Nick Hornby: "Just like you"
Aus dem Englischen von Stephan Kleiner
Kiepenheuer & Witsch, Köln 2020, 384 Seiten, 22 Euro
Literarischer Pop mit ein bisschen Politik
06:32 Minuten
Joseph und Lucy begegnen sich an einer Fleischtheke im Norden Londons und von da nimmt der Roman in Hornbyscher Manier seinen Lauf: Viel Brexit, Alltagsrassismus, geplatzte Lebensträume - eine rührende Geschichte mit wenig Tiefgang - wie ein guter Popsong.
Der Running Gag in Nick Hornbys neuem Roman "Just like you" ist das institutionalisierte Missverständnis, der ständig wiederkehrende Satz: "Das war ein Witz". Da wird die typisch britische (und typisch Hornbysche) ironische Brechung der Wahrnehmung der Welt ihrerseits ironisch gebrochen, um der Sache Willen: Minus mal Minus ergibt bekanntlich Plus.
Der Hilfsverkäufer und die Lehrerin
Es beginnt mit einer Fleischbeschau: "Vielleicht redete die laute Blonde, wenn sie von Schweinelenden sprach, tatsächlich über ein Stück Fleisch." Eine Metzgerei im Norden Londons als Brennglas, als alltägliche Jedermann-Bühne, auf der sich alle geben, wie sie wirklich sind, auch der athletische 22-jährige Hilfsverkäufer ("der unter den drei schwarzen Gesichtern in deiner mentalen Datenbank wohl am ehesten dem jungen Denzel Washington ähnelt") und die 42-Jährige, noch nicht ganz geschiedene weiße Lehrerin (Fachbereichsleitung Englisch) in der Schlange. Da die Begegnung an der Fleischtheke für eine Anbahnung über eine derart weite Strecke (einmal quer durch die englische Gesellschaft) nicht ausreicht, wird Joseph auch noch Babysitter von Lucys Söhnen. Und (auch) die lieben ihn. Und jetzt?
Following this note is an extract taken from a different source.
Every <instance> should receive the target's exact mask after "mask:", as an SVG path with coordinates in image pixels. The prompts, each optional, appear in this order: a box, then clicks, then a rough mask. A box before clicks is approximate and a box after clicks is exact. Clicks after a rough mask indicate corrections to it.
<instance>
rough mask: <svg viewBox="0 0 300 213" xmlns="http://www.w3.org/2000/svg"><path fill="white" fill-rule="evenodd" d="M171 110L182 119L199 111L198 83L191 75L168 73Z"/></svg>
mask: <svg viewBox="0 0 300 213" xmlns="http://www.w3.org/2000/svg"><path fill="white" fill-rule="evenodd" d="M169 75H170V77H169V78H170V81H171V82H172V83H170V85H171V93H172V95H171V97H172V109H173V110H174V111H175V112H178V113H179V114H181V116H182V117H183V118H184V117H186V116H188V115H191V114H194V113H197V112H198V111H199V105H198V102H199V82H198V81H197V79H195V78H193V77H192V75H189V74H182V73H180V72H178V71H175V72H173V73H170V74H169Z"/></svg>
Der Brexit als beherrschendes Thema
Schon ist das Feld abgesteckt, in dem Hornby die englische Gesellschaft des Jahres 2016 einer Vivisektion unterzieht. Es ist das Jahr des Brexit-Referendums. Und so ist der Brexit naturgemäß beherrschendes Thema. ("Wie hätte Shakespeare abgestimmt?") Aber für einen wie Joseph spielen immer auch racial profiling, Alltagsrassismus selbst bei den Liebsten, die eigenen Lebensträume (Auflegen in einem großen Club) und überhaupt die Suche nach einem Ort in einer zerrissenen Gesellschaft eine Rolle, während eine wie Lucy sich damit abfinden muss, dass in der ersten Hälfte nicht alles ideal gelaufen ist und dass die zweite Hälfte jetzt irgendwie anfängt, auch wenn die Jeans noch verdammt gut sitzt.
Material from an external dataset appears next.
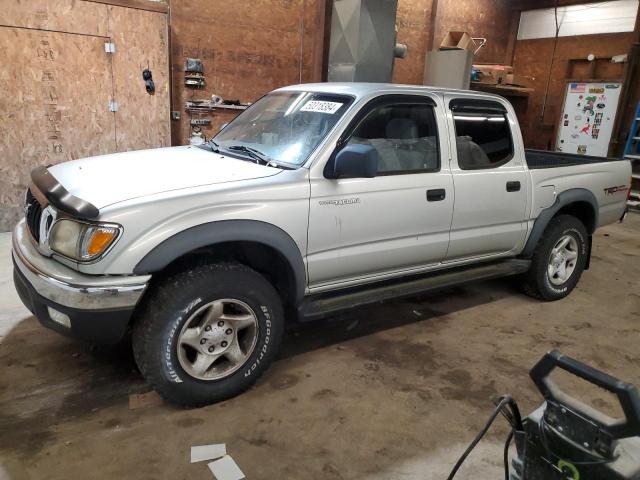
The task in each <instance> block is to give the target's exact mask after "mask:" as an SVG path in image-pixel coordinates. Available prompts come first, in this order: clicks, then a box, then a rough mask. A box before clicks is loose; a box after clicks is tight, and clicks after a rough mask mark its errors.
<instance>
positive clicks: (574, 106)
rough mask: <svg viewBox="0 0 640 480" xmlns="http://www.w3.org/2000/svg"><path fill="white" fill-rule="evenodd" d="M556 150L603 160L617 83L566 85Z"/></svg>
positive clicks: (571, 84)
Hornby als Meister des treffenden Dialogs
Melissa Harrison hat einmal gesagt, Romane seien für die Gesellschaft, was Träume für Individuen sind:"Postkarten des Unbewussten" und "Ahnungen davon, wer wir sind und was wir über uns selbst denken". Ihr Kollege Nick Hornby ist da in seinen Versuchsanordnungen als Romancier robuster: Hier weiß die Leserin, woran sie ist, und der Leser weiß es auch. Hornby macht literarischen Pop: inhaltlich – zu den Leitmotiven seines Romanwerks (darunter High Fidelity, About a Boy, zuletzt Keiner hat gesagt, dass du ausziehen sollst) gehören Sichverlieben (oder auch nicht), Jungsein (oder auch nicht) und Musik (die auf jeden Fall), aber auch stilistisch: pointiert, schnell, witzig.
Hornby ist ein Meister des treffenden Dialogs. Um diese Stärke wissend, geben sich seine Romane bisweilen fast schon wie die Drehbücher, zu denen sie oft werden. Diese Geschichten taugen so gut als Film, weil die entworfenen Bilder zusammen mit den pointierten Unterhaltungen die Substanz der Gefühle und der gesellschaftlichen Analysen nicht nur andeuten, sondern enthalten. Das bleibt zwangsläufig an einer gewissen Oberfläche, ist aber, wenn es gut gemacht ist, schlagend, dabei witzig, mitreißend, rührend und im Kern doch ernst und wahr. Wie die Geschichte von Lucy und Joseph – und wie ein guter Popsong.